$1$: All ring homomorphisms from $\mathbb{Z}$ to $\mathbb{Z}$
Let $f: \mathbb{Z} \to \mathbb{Z} $ be a ring homomorphism. Note that for $n \in \mathbb{Z}$,
$f(n) = nf(1)$.
Thus $f$ is completely determined by its value on $1$.

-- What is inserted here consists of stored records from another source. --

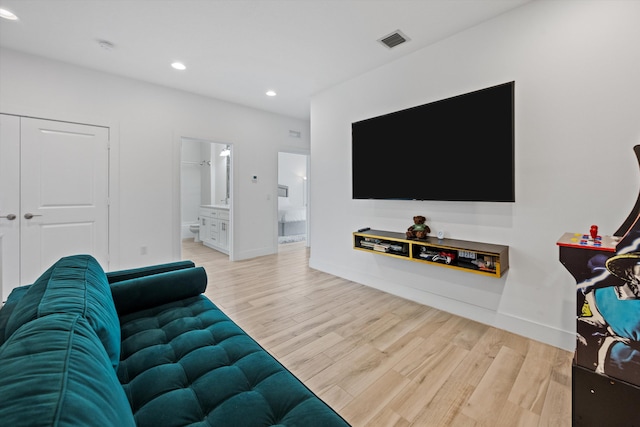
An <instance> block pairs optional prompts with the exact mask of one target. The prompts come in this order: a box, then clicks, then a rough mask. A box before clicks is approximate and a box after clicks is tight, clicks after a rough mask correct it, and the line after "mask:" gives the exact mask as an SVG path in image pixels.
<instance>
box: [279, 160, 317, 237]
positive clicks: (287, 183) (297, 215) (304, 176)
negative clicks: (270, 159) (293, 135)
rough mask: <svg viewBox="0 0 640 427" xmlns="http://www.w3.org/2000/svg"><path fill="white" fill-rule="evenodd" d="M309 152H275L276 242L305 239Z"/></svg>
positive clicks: (305, 236) (306, 232) (307, 187)
mask: <svg viewBox="0 0 640 427" xmlns="http://www.w3.org/2000/svg"><path fill="white" fill-rule="evenodd" d="M308 162H309V156H308V155H306V154H296V153H286V152H279V153H278V216H277V218H278V244H280V245H281V244H287V243H294V242H301V241H306V242H307V246H308V230H309V221H308V220H309V212H308V204H309V186H308V182H309V181H308V172H307V171H308Z"/></svg>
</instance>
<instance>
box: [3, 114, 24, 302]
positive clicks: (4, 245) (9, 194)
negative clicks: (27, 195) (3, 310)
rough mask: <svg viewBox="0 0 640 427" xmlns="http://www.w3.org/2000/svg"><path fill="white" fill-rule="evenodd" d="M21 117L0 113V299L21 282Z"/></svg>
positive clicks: (7, 293) (10, 290)
mask: <svg viewBox="0 0 640 427" xmlns="http://www.w3.org/2000/svg"><path fill="white" fill-rule="evenodd" d="M18 159H20V117H18V116H9V115H6V114H0V301H5V300H6V299H7V296H9V292H11V290H12V289H13V288H14V287H16V286H18V285H19V284H20V268H19V266H20V217H19V215H20V163H19V161H18Z"/></svg>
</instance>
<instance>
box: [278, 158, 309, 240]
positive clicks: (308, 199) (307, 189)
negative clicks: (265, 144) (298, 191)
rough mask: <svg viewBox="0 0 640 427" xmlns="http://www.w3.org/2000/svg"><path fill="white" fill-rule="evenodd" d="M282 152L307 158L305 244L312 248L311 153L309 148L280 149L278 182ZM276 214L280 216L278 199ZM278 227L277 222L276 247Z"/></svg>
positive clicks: (304, 197)
mask: <svg viewBox="0 0 640 427" xmlns="http://www.w3.org/2000/svg"><path fill="white" fill-rule="evenodd" d="M280 153H286V154H297V155H299V156H305V158H306V165H305V167H306V169H307V170H306V178H307V179H305V180H304V183H303V185H304V191H305V192H306V194H304V195H303V198H304V202H305V203H306V204H305V207H306V208H307V210H306V216H307V220H306V227H305V228H306V233H307V237H306V239H305V246H306V247H307V248H310V247H311V227H310V218H311V215H310V212H311V197H310V190H311V185H310V183H311V153H310V152H309V151H308V150H294V149H287V148H283V149H280V150H278V153H277V155H276V163H277V165H276V182H277V181H278V179H279V174H280ZM274 215H275V216H274V217H275V218H278V202H277V201H276V204H275V213H274ZM276 222H277V220H276ZM277 229H278V224H277V223H276V237H275V242H276V243H275V245H276V248H278V247H279V245H278V231H277Z"/></svg>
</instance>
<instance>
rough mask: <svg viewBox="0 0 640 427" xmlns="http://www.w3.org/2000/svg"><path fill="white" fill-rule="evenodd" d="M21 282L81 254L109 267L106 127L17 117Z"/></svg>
mask: <svg viewBox="0 0 640 427" xmlns="http://www.w3.org/2000/svg"><path fill="white" fill-rule="evenodd" d="M20 132H21V134H20V165H21V166H20V169H21V170H20V194H21V195H20V204H21V206H20V222H21V229H20V234H21V235H20V280H21V282H22V283H30V282H32V281H34V280H35V279H37V278H38V276H39V275H40V274H42V272H43V271H44V270H45V269H46V268H48V267H49V266H50V265H51V264H53V263H54V262H55V261H57V260H58V259H59V258H61V257H63V256H66V255H71V254H79V253H86V254H90V255H93V256H94V257H95V258H96V259H97V260H98V261H99V262H100V264H101V265H102V266H103V268H105V269H106V268H107V266H108V261H109V258H108V252H109V250H108V248H109V241H108V235H109V233H108V223H109V215H108V212H109V210H108V209H109V208H108V196H109V186H108V182H109V181H108V175H109V129H108V128H104V127H97V126H89V125H81V124H75V123H64V122H56V121H51V120H41V119H32V118H24V117H23V118H21V125H20Z"/></svg>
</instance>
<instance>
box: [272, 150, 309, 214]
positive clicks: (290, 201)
mask: <svg viewBox="0 0 640 427" xmlns="http://www.w3.org/2000/svg"><path fill="white" fill-rule="evenodd" d="M306 177H307V156H305V155H303V154H295V153H278V184H282V185H286V186H288V187H289V203H290V204H291V206H295V207H302V206H305V200H304V199H305V197H306V194H305V193H306V192H305V187H306V185H307V183H306V180H305V179H304V178H306Z"/></svg>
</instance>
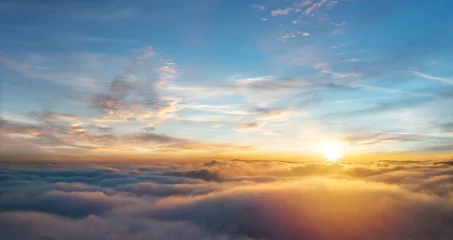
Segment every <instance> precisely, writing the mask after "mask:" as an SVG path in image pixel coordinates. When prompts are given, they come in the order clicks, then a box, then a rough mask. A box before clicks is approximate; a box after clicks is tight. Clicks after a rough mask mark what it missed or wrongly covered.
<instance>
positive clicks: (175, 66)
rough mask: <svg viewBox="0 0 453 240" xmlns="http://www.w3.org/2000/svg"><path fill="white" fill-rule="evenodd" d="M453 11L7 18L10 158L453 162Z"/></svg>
mask: <svg viewBox="0 0 453 240" xmlns="http://www.w3.org/2000/svg"><path fill="white" fill-rule="evenodd" d="M452 8H453V2H452V1H449V0H433V1H424V0H423V1H422V0H420V1H419V0H398V1H394V0H379V1H377V0H338V1H334V0H312V1H287V0H279V1H277V0H269V1H258V0H255V1H248V0H247V1H245V0H228V1H226V0H193V1H183V0H167V1H144V0H140V1H138V0H137V1H135V0H131V1H96V2H92V1H37V0H36V1H32V0H24V1H8V0H3V1H1V2H0V33H1V34H0V79H1V116H2V118H1V119H0V126H1V132H0V133H1V134H2V144H1V152H2V153H8V154H10V153H13V154H16V153H32V154H38V153H39V154H51V155H52V154H63V155H64V154H76V155H80V156H87V155H97V156H103V155H104V154H105V155H107V154H142V155H144V156H150V157H152V156H165V155H167V154H168V155H172V154H185V155H184V156H186V155H187V156H188V155H190V154H205V155H210V156H211V155H216V154H220V155H222V154H224V155H225V154H226V155H235V156H240V155H241V154H242V155H247V154H248V155H254V154H260V153H269V152H276V153H294V154H312V153H315V154H316V152H317V151H318V148H319V146H320V144H321V143H322V142H324V141H332V140H336V141H340V142H341V143H342V144H344V146H345V147H344V148H345V149H344V151H345V152H346V153H347V154H353V153H354V154H355V153H389V152H390V153H392V152H393V153H394V152H405V153H412V154H415V153H419V152H429V153H438V154H445V153H447V154H448V153H450V154H451V153H453V107H452V106H453V15H452V14H451V9H452Z"/></svg>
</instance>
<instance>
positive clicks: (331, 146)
mask: <svg viewBox="0 0 453 240" xmlns="http://www.w3.org/2000/svg"><path fill="white" fill-rule="evenodd" d="M322 152H323V154H324V157H325V158H326V159H327V160H328V161H330V162H333V163H334V162H337V161H338V159H340V158H341V157H343V153H342V152H341V147H340V143H339V142H337V141H329V142H324V143H323V144H322Z"/></svg>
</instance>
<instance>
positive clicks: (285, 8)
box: [271, 8, 294, 17]
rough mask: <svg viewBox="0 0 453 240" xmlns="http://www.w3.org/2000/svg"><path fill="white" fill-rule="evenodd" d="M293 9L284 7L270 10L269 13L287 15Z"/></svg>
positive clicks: (291, 11)
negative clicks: (281, 8) (269, 11)
mask: <svg viewBox="0 0 453 240" xmlns="http://www.w3.org/2000/svg"><path fill="white" fill-rule="evenodd" d="M293 10H294V9H293V8H285V9H275V10H272V11H271V15H272V16H273V17H275V16H281V15H288V14H289V13H290V12H292V11H293Z"/></svg>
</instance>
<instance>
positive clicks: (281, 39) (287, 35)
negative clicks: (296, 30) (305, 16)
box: [277, 31, 310, 42]
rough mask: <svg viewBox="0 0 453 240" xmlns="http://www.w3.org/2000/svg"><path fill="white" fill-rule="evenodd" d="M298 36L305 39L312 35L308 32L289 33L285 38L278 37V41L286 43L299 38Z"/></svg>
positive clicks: (287, 33) (286, 35) (292, 32)
mask: <svg viewBox="0 0 453 240" xmlns="http://www.w3.org/2000/svg"><path fill="white" fill-rule="evenodd" d="M297 36H303V37H308V36H310V33H308V32H301V31H289V32H287V33H286V34H284V35H283V36H280V37H277V40H279V41H282V42H286V41H288V40H289V39H291V38H297Z"/></svg>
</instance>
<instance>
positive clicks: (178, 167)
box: [0, 160, 453, 240]
mask: <svg viewBox="0 0 453 240" xmlns="http://www.w3.org/2000/svg"><path fill="white" fill-rule="evenodd" d="M0 239H5V240H35V239H36V240H57V239H62V240H63V239H64V240H72V239H83V240H95V239H96V240H99V239H109V240H141V239H146V240H149V239H157V240H159V239H165V240H167V239H169V240H171V239H188V240H192V239H225V240H226V239H243V240H245V239H248V240H250V239H276V240H293V239H294V240H299V239H308V240H317V239H320V240H337V239H344V240H354V239H361V240H368V239H376V240H402V239H410V240H415V239H453V162H451V161H445V162H435V161H425V162H391V161H380V162H369V163H339V164H332V165H326V164H323V163H300V162H283V161H241V160H231V161H210V162H205V163H190V164H187V163H186V164H170V163H164V164H146V165H145V164H137V165H129V164H128V165H126V164H109V165H107V164H106V165H101V164H96V165H95V164H79V165H76V164H27V165H13V164H4V165H0Z"/></svg>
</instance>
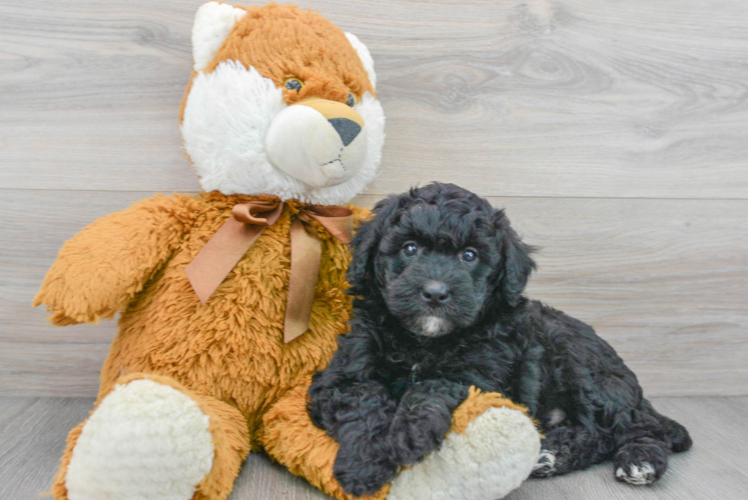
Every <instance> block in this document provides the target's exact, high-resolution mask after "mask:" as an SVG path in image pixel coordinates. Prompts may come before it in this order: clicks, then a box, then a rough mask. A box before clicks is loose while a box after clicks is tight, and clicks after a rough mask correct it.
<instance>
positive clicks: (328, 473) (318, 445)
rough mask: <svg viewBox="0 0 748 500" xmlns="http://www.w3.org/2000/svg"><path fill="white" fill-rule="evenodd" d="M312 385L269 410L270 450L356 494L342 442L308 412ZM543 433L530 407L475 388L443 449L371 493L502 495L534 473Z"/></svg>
mask: <svg viewBox="0 0 748 500" xmlns="http://www.w3.org/2000/svg"><path fill="white" fill-rule="evenodd" d="M307 385H308V384H305V385H302V386H299V387H296V388H295V389H293V390H292V391H290V392H289V393H287V394H286V395H285V396H284V397H283V398H281V400H280V401H278V403H276V404H275V405H274V406H273V407H272V408H271V409H270V410H269V411H268V412H267V413H266V414H265V416H264V417H263V424H264V425H263V430H262V433H261V437H260V439H261V441H262V442H261V444H262V446H263V447H264V448H265V450H266V451H267V452H268V454H269V455H270V456H271V457H272V458H273V459H274V460H277V461H278V462H280V463H281V464H283V465H285V466H286V467H288V469H289V470H290V471H291V472H292V473H294V474H296V475H299V476H302V477H304V478H305V479H307V480H308V481H309V482H310V483H311V484H312V485H314V486H316V487H317V488H319V489H320V490H322V491H323V492H324V493H326V494H328V495H330V496H332V497H334V498H337V499H338V500H351V499H353V498H356V497H353V496H351V495H348V494H346V493H345V492H344V491H343V490H342V489H341V487H340V485H339V484H338V483H337V481H336V480H335V479H334V477H333V463H334V462H335V456H336V455H337V451H338V445H337V443H336V442H335V441H334V440H333V439H332V438H331V437H330V436H328V435H327V434H326V433H325V432H324V431H323V430H321V429H319V428H318V427H316V426H315V425H314V424H313V423H312V421H311V419H310V418H309V414H308V412H307V408H306V406H307ZM539 451H540V435H539V434H538V432H537V430H536V428H535V425H534V424H533V422H532V420H531V419H530V418H529V417H528V416H527V415H526V413H525V410H524V409H522V408H520V407H518V406H516V405H514V404H513V403H512V402H511V401H509V400H508V399H504V398H502V397H501V396H500V395H498V394H495V393H481V392H480V391H479V390H477V389H473V388H471V389H470V395H469V397H468V399H466V400H465V401H464V402H463V403H462V404H461V405H460V406H459V407H458V408H457V410H455V412H454V414H453V420H452V428H451V430H450V432H449V434H447V437H446V439H445V440H444V443H443V444H442V446H441V448H440V449H439V450H438V451H436V452H434V453H432V454H431V455H429V456H427V457H426V458H425V459H424V460H423V462H420V463H418V464H416V465H414V466H412V467H409V468H406V469H404V470H403V471H402V472H401V473H400V475H399V476H398V477H396V478H395V480H394V481H393V482H392V483H391V484H388V485H386V486H384V487H383V488H382V489H381V490H379V491H378V492H377V493H375V494H373V495H370V496H366V497H362V498H366V499H371V500H380V499H383V498H387V499H388V500H442V499H444V500H447V499H449V500H463V499H464V500H497V499H498V498H502V497H503V496H505V495H506V494H508V493H509V492H510V491H511V490H513V489H515V488H517V487H518V486H519V485H520V484H521V483H522V482H523V481H524V480H525V479H527V477H528V476H529V475H530V472H531V471H532V468H533V466H534V465H535V463H536V462H537V458H538V453H539Z"/></svg>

Since $1$ is an idempotent in $\mathbb{Z} $ (i.e. $1^2 = 1$), then $f(1)$
is again idempotent.
Now we need to determine all of the idempotents of $\mathbb{Z} $. To this end, take $x\in \mathbb{Z}$ such that
$x^2 = x$. Thus $x^2 − x = x(x − 1) = 0$. Since $\mathbb{Z} $ is an integral domain, we deduce that either $x = 0$ or $x = 1$. Thus the
complete list of idempotents of $\mathbb{Z} $ are $0$ and $1$. Thus $f(1)$ being idempotent implies that either $f(1) = 0$ or $f(1) = 1$. In the
first case, $f(n) = 0$ for all $n$ and in the second case $f(n) = n$ for all $n$. Thus,
the only ring homomorphisms from $\mathbb{Z} $ to $\mathbb{Z} $ are the zero map and the identity map.
$2$: All ring homomorphisms from $\mathbb{Z}$ to $\mathbb{Z}\times \mathbb{Z}$
Let $f$ be such a ring homomorphism. Suppose that
$f(1) = (a, b) $, with $a, b \in \mathbb{Z} $. Since $f$ is a ring homomorphism it follows that In particular,
$f(m) = f(m · 1) = m · f(1) = m(a, b)$ (follows from the additivity of $f$). On the other hand, $f$ preserves multiplication. That is, $f(mn) = f(m)f(n)$. Thus, we
have
$mn(a, b) = m(a, b) · n(a, b)$ iff
$mn(a, b) = mn(a^2, b^2)$ iff
$(a, b) = (a^2, b^2)$ if $mn\neq 0$.
This last inequality only holds if $a = 0, 1$ and $b = 0, 1$. It follows that there are four
ring homomorphisms which are given by
$f_1(1) = (0, 0)$,
$f_2(1) = (1, 0)$,
$f_3(1) = (0, 1)$,
$f_4(1) = (1, 1)$.
More explicitly, these are
$f_1(m) = (0, 0)$,
$f_2(m) = (m, 0)$,
$f_3(m) = (0,m)$,
$f_4 (m) = (m,m)$.
$3$: All ring homomorphisms from $\mathbb{Z}\times \mathbb{Z}$ to $\mathbb{Z}$
Since $\mathbb{Z}\times \mathbb{Z}$ is generated by $(1, 0)$ and $(0, 1)$, it suffices to find to find $f(1, 0)$ and $f(0, 1)$
Leaving this for you.
$4$: All ring homomorphisms from $\mathbb{Z}\times \mathbb{Z}\times \mathbb{Z}$ to $\mathbb{Z}$
Hint. Find $f(1, 0, 0)$ $f(0, 1, 0)$
and $f(0, 0,1)$
Best Answer
For any pair $(a,b)\in \mathbb Z\times\mathbb Z$ you find a group homomorphism by assigning $(x,y)\mapsto ax+by$. Conversely, any group homomorphism $f$ is determined by the values of $(1,0)$ and $(0,1)$. By defining $a=f(1,0)$ and $b=f(0,1)$ it is easy to see that $f$ is precisely of the above form, i.e. equals the map $(x,y)\mapsto ax+by$. Hence these are precisely the group homomorphisms from $\mathbb Z^2$ to $\mathbb Z$. In other words, these group homomorphisms correspond bijectively to the set $\mathbb Z^2$.